Few businesses can hold a candle to Rothschild when it comes to keeping it in the family, writes Paul Golden.
Since the five sons of Mayer Amschel Rothschild started to build their businesses in Frankfurt, London, Paris, Vienna and Naples, successive generations have contributed to a business that has become as synonymous with family as almost any other.
Rothschild had moved from its earlier roles of handling the finances of royalty and statesmen, raising funds for governments, trading in gold and currency and investing in industry and mining, to the provision of banking and advisory services to the business community and the management of high-value assets, both corporate and individual.
Now with some 900 investment bankers scattered across the globe, the group has finally decided to invite an outsider to the top table, having no doubt first scoured the family albums for a suitable candidate, for the first time in its 212-year history. (Click here to read our coverage of the story)
Nigel Higgins, who retains his previous role of global co-head of the investment bank, has been with the family business for 27 years and will take over from seventh-generation David de Rothschild (pictured) next month. Fortunately for the new man, his big moment arrives at a time when business appears to be on an upswing.
Last year was a difficult one for Rothschild. Figures from Thomson Reuters indicate that it advised on more European M&A transactions than any other investment bank, but tellingly its 164 deals were worth $117.2 billion compared to Goldman Sachs' 134 deals with a value of $255.5 billion, while Citigroup had an average deal value of $2.6 billion. Internationally its $190 billion M&A business placed Rothschild outside the top 10 advisors.
However, Global Finance still voted Rothschild the leading investment bank in the global power sector, top M&A bank in Latin America and country winner (France) for 2009. These accolades, coupled with a number of new business wins in the first weeks of this year, suggest it will be advising on plenty more mergers and acquisitions over the next 12 months.
The bank will also hope to further increase revenues from debt restructuring and equity advice, having recently closed its first private equity fund, with income from these activities increasing by 7% in the year to 31 March 2009. It will doubtless also expect bigger numbers from Asia following the opening of an office in Delhi in late 2009.
As for the challenges faced by a non-family CEO, research conducted by Andrew Keyt, Joe Astrachan and Tim Blumentritt at Loyola University Chicago's family business centre indicates that business acumen, a strong board and comfort with family dynamics and values are three of the most important factors in determining success.
Given Higgins' length of service (he has worked for the family since 1982 and has been in joint charge of the investment banking business for the last decade) we can assume that his professional and personal qualities have already been fully tested, while the board's willingness to appoint an outsider in the first place suggest the new CEO will not be lacking support at the highest level.
The board might take further encouragement from the conclusions of the study "Finance in Family Business" by the University of Navarra's Miguel Galla and Alvaro Vilaseca from the University of Montevideo, who found that family businesses with non-family CEOs achieved higher returns than those with family members in the lead role.

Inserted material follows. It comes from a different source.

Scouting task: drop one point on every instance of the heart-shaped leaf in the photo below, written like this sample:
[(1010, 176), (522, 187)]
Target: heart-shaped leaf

Management guru Peter Drucker believes in order for family businesses to survive, one top job should always be filled by an outsider, even if there are multiple, capable family members already in management roles. His theory is that family chiefs who are not of the highest calibre fail to command respect and eventually drive out capable non-family members.

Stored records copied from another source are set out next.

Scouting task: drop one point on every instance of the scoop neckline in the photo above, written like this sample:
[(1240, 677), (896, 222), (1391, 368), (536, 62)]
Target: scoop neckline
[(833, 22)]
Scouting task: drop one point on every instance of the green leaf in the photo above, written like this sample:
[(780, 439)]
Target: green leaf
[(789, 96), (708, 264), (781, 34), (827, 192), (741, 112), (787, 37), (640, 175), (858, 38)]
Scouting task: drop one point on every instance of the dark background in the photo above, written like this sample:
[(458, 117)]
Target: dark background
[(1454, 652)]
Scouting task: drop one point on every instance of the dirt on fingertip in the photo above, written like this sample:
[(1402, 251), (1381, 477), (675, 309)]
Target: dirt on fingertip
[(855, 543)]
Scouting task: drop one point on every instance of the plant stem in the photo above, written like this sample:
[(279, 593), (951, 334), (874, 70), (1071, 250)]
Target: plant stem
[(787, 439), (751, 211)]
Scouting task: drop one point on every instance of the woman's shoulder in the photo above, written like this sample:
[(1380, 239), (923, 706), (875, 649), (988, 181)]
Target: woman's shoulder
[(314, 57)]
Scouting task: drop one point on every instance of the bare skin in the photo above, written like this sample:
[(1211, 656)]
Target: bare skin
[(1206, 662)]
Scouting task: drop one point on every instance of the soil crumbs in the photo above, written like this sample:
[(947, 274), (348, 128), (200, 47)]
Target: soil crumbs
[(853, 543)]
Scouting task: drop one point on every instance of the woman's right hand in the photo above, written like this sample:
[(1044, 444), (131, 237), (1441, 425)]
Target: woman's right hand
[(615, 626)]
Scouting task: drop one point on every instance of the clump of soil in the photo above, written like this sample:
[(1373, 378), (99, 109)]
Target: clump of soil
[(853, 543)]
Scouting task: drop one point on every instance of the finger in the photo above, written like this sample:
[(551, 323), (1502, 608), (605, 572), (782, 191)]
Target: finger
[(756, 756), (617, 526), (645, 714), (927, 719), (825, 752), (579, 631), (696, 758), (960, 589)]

The decision to appoint a non-family CEO also has the effect of consolidating a leading Rothchild's influence on the business, with David de Rothschild moving to the newly created role of executive chairman. This move would have found favour with Drucker, who once wrote that succession planning "is essential to ensure continuity, particularly if there are family members interested in and capable of managing the business" – and de Rothschild's two sons are already established members of the bank.
So while initially it may seem this move to a non-family head marks the beginning of the end for the Rothschild family leadership of the bank, it actually strengthens the company's corporate governance and paves the way for a talented and hardworking family member to regain the helm in the future.